Yuval Noah Harari is even more blunt. “For thousands of years, humans have learned – sometimes the hard way – that powerful technologies can have consequences that are as dangerous as they are beneficial. With AI, we may not be able to learn from our mistakes, because AI is the first technology that can make its own decisions, invent new ideas on its own, and escape our control.”
If countries cannot agree on what to do with artificial intelligence, they should at least agree on what AI cannot do. That is the premise of a call signed by over two hundred people – including nine former heads of state and ten Nobel Prize winners – presented by Nobel Peace Prize laureate Maria Ressa during the 80th session of the UN General Assembly.

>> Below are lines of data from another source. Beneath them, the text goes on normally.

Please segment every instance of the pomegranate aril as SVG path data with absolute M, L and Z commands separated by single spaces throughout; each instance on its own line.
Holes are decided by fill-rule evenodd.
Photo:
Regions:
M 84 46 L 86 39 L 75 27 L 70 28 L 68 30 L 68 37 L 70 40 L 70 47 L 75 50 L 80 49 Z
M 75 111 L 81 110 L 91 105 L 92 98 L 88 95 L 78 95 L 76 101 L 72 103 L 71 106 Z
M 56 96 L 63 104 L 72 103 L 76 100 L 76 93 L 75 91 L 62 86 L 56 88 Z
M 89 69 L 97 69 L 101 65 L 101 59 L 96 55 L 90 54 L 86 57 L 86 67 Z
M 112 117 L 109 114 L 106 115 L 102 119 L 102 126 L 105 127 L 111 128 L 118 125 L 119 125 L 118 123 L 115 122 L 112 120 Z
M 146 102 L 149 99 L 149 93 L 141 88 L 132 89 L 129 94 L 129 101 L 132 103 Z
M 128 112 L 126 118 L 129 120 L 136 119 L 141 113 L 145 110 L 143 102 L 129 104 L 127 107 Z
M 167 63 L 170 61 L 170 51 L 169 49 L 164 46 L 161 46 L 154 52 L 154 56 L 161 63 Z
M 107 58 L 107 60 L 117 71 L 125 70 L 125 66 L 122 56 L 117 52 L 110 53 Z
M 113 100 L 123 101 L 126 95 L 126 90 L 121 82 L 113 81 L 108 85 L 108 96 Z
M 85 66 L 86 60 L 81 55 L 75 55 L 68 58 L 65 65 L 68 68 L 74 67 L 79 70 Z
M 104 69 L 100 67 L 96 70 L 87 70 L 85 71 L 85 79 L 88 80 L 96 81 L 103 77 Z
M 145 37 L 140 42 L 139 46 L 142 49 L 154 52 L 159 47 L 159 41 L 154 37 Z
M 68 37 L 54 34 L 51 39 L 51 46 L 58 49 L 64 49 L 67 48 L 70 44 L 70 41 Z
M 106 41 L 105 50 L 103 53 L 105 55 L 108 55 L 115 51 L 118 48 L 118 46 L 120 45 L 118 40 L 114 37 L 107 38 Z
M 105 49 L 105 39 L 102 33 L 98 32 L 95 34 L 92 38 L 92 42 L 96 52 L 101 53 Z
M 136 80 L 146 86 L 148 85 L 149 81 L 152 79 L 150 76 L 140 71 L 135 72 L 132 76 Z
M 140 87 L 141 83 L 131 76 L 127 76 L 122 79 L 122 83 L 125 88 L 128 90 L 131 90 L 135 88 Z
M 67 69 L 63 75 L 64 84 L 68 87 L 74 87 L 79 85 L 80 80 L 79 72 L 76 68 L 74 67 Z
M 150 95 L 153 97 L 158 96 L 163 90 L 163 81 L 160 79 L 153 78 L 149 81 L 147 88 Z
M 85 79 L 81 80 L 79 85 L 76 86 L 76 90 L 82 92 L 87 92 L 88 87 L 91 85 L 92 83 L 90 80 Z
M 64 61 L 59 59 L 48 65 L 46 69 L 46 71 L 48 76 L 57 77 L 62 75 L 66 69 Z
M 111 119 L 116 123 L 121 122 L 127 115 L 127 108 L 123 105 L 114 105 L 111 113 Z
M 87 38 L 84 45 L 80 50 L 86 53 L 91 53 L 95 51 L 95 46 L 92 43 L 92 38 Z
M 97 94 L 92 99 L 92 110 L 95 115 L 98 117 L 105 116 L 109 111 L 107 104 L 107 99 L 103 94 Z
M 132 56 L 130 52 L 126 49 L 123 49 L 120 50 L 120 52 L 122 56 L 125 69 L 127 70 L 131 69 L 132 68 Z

Among the signatories are Geoffrey Hinton and Yoshua Bengio, Turing Award winners and pioneers of artificial intelligence, Nobel Prize winner in Physics Giorgio Parisi, Nobel Prize winner in Economics Joseph Stiglitz, historian Yuval Noah Harari, scientists from OpenAI, Anthropic and Google, and politicians such as Yanis Varoufakis, former Prime Minister Enrico Letta and former Minister of Universities and Research Maria Chiara Carrozza. The initiative calls for a global agreement by the end of 2026 on red lines that should not be crossed.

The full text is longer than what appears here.